From: Thomas Gleixner
Date: Mon Jan 20 2020 - 14:24:50 EST


Marc,

Marc Zyngier <maz@xxxxxxxxxx> writes:
> We're stuck between a rock and a hard place here:
>
> (1) We place all interrupts on the least loaded CPU that matches
> the affinity -> results in performance issues on some funky
> HW (like D05's SAS controller).
>
> (2) We place managed interrupts on the least loaded CPU that matches
> the affinity -> we have artificial load on NUMA boundaries, and
> reduced spread of overlapping managed interrupts.
>
> (3) We don't account for non-managed LPIs, and we run the risk of
> unpredictable performance because we don't really know where
> the *other* interrupts are.
>
> My personal preference would be to go for (1), as in my original post.
> I find (3) the least appealing, because we don't track things anymore.
> (2) feels like "the least of all evils", as it is a decent performance
> gain, seems to give predictable performance, and doesn't regress lesser
> systems...
>
> I'm definitely open to suggestions here.

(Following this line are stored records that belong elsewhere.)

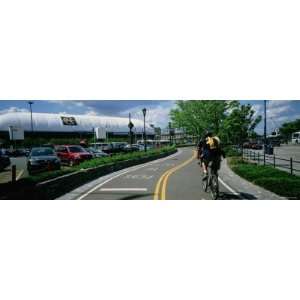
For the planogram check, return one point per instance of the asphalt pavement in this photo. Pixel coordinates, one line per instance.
(178, 176)
(21, 168)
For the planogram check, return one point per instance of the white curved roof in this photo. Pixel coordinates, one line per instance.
(53, 123)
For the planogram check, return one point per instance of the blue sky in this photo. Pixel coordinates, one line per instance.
(158, 110)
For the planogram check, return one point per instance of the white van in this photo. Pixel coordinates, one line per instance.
(296, 137)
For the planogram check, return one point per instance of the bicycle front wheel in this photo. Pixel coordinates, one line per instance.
(214, 187)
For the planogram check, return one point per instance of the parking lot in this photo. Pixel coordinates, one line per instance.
(20, 162)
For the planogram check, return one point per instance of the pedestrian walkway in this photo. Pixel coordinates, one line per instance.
(244, 188)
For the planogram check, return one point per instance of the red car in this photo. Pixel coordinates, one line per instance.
(72, 154)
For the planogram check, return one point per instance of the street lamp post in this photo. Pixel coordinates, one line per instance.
(265, 125)
(145, 142)
(130, 126)
(30, 104)
(170, 133)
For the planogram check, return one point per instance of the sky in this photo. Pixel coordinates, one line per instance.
(157, 110)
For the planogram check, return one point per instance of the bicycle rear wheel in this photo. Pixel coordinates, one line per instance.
(205, 184)
(214, 187)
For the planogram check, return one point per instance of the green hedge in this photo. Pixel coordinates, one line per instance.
(272, 179)
(230, 151)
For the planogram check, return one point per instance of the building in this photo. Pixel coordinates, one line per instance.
(178, 136)
(64, 125)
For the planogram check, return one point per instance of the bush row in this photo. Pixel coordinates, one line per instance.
(272, 179)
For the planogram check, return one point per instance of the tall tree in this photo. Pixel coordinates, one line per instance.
(240, 124)
(288, 128)
(197, 116)
(232, 121)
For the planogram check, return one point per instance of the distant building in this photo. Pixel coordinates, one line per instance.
(179, 136)
(66, 125)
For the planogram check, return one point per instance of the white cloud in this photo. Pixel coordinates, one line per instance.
(13, 109)
(158, 115)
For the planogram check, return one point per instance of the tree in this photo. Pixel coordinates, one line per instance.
(197, 116)
(230, 120)
(240, 124)
(288, 128)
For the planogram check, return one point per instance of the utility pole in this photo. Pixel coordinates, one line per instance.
(170, 137)
(30, 104)
(130, 125)
(145, 138)
(265, 124)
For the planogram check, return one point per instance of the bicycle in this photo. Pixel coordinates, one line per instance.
(212, 181)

The way x86 does it and that's mostly ok except for some really broken
setups is:

1) Non-managed interrupts:

If the interrupt is bound to a node, then we try to find a target

I) in the intersection of affinity mask and node mask.

II) in the nodemask itself

Yes we ignore affinity mask there because that's pretty much
the same as if the given affinity does not contain an online
CPU.

If all of that fails then we try the nodeless mode

If the interrupt is not bound to a node, then we try to find a target

I) in the intersection of affinity mask and online mask.

II) in the onlinemask itself

Each step searches for the CPU in the searched mask which has the
least number of total interrupts assigned.

2) Managed interrupts

For managed interrupts we just search in the intersection of assigned
mask and online CPUs for the CPU with the least number of managed
interrupts.

If no CPU is online then the interrupt is shutdown anyway, so no
fallback required.

Don't know whether that's something you can map to ARM64, but I assume
the principle of trying to enforce NUMA locality plus balancing the
number of interrupts makes sense in general.

Thanks,

tglx